Member of Parliament for North Horr Constituency
- In office 1988–2006

Personal details
- Born: September 2, 1952 Dukana, Kenya
- Died: April 10, 2006 (aged 53) Marsabit, Kenya
- Cause of death: Plane crash
- Party: Kenya African National Union (KANU)
- Education: University of Nairobi (LL.M) Graduate Institute of International Studies, Geneva (PhD)
- Occupation: Politician, Lawyer
- Known for: Peace negotiations, legal expertise, politics

= Bonaya Godana =

Kenyan politician

Bonaya Adhi Godana (September 2, 1952 in Dukana, Kenya - April 10, 2006 in Marsabit, Kenya) was the foreign minister of Kenya from January 1998 until 2001.

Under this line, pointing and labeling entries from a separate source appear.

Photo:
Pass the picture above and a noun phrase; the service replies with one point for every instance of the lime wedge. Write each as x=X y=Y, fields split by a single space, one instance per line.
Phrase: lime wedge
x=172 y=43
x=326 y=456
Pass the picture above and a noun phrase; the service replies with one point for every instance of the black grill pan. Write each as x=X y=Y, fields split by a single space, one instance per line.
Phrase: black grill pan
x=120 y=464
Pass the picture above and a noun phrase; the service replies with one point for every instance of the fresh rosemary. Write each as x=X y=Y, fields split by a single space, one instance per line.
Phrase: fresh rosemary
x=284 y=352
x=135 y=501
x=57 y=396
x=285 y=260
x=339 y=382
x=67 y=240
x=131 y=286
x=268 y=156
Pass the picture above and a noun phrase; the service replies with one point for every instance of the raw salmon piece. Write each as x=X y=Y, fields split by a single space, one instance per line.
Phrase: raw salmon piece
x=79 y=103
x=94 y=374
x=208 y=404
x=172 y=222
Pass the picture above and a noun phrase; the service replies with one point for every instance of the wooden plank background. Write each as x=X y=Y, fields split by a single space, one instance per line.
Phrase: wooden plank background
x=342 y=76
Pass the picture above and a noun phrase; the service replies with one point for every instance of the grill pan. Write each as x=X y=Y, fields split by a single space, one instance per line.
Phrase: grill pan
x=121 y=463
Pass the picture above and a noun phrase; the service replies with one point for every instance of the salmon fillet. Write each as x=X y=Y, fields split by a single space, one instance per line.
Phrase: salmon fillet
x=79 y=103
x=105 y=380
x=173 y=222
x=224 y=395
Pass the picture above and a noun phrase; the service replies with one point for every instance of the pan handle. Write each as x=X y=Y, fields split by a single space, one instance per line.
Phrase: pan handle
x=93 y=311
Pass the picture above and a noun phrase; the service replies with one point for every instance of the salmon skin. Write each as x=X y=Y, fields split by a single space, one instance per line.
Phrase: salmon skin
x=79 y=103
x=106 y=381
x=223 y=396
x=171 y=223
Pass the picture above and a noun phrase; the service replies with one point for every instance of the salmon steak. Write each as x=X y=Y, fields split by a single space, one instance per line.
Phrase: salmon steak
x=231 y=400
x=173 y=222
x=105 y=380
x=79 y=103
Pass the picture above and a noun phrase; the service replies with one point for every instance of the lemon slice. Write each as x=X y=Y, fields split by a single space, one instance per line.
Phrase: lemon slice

From 2002 to his death in 2006 he was the deputy leader of the opposition Kenya African National Union (KANU) party. He was the Member of Parliament for North Horr Constituency. He died on April 10, 2006, in a Kenya Air Force plane crash near Marsabit. 13 other people were also killed in the crash while three survived. Among the other casualties were several other government officials including two assistant cabinet ministers who were political rivals of Godana. The politicians and religious leaders were on a mission to secure peace along the Ethiopian border. A decade earlier, on July 28, 1996, he survived a helicopter crash at the same Marsabit airstrip.

He graduated as Master of Law from University of Nairobi in 1976, and PHD of International Law from Graduate Institute of International Studies in Geneva in 1984. He was first elected to the National Assembly of Kenya in 1988.